Pro-apoptotic and anti-apoptotic members of the Bcl-2 protein family have critical roles in regulating the MPT and cytochrome c release (23). Therefore, the present study evaluated the mitochondrial expression levels of Bcl-2 and Bax in BDL livers. Western blotting demonstrated a significant increase in Bax protein expression, and a concomitant reduction in Bcl-2 protein expression in the mitochondria of BDL mice (Fig. 4B and D; P=0.006). These BDL-induced effects were prevented by HS treatment (Fig. 4B and D; P=0.008).

TEM analysis of liver tissue indicated that mitochondrial ultrastructural alterations occurred in the hepatocytes of NS-treated BDL mice in the present study. In addition to the observed swelling, TEM analysis clearly showed impaired mitochondria, with an absent double membrane; distorted cristae, which were far fewer than in the sham mice; and an appreciable reduction in electron-dense granules in the intramitochondrial matrix. All of these ultrastructural modifications were markedly alleviated following treatment with HS (Fig. 5).

The present study examined the effects of HS on ATP levels, which is a sensitive parameter of mitochondrial function. ATP levels were decreased (67.1%) in BDL mice compared with in the sham-operated mice. Conversely, treatment with HS significantly increased ATP levels in the hepatocytes of BDL mice (Fig. 6; P=0.007).
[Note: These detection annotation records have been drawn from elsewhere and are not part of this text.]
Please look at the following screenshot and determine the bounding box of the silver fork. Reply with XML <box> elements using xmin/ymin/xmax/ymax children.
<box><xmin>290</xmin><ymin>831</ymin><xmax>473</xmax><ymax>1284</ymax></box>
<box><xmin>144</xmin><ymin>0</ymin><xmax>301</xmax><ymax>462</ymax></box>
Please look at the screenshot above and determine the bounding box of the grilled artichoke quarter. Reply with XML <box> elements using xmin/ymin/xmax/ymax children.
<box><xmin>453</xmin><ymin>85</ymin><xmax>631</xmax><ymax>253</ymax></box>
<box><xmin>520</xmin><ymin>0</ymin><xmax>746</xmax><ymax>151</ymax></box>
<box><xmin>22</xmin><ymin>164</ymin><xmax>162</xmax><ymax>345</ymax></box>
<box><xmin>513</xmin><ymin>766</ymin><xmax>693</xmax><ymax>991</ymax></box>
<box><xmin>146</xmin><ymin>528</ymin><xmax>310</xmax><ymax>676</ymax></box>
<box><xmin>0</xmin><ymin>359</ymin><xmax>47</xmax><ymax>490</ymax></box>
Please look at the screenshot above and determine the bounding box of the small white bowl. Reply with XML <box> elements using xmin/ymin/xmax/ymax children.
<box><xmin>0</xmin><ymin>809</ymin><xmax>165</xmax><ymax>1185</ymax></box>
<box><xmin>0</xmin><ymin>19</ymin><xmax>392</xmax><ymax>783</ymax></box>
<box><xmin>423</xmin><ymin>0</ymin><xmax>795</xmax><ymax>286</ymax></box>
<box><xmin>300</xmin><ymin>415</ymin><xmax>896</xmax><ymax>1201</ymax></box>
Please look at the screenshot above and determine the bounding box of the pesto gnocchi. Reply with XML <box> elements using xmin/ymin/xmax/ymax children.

BDL induced a significant reduction in RCR (31.3%) compared with in the sham-operated mice (P<0.01). This decrease in RCR could be principally attributed to the observed significant decrease (18.5%) of State 3 (Fig. 7A; P=0.009), as opposed to the 19.3% increase of State 4 (Fig. 7B; P= 0.009). HS promoted a significant increase in RCR compared with the NS group (Fig. 7C; P=0.08). This protection was principally related to an increase of State 3 and a decrease of State 4 (Fig. 7A and B). ADP/O was also significantly increased (17.4%) following HS treatment (Fig. 7D; P=0.009).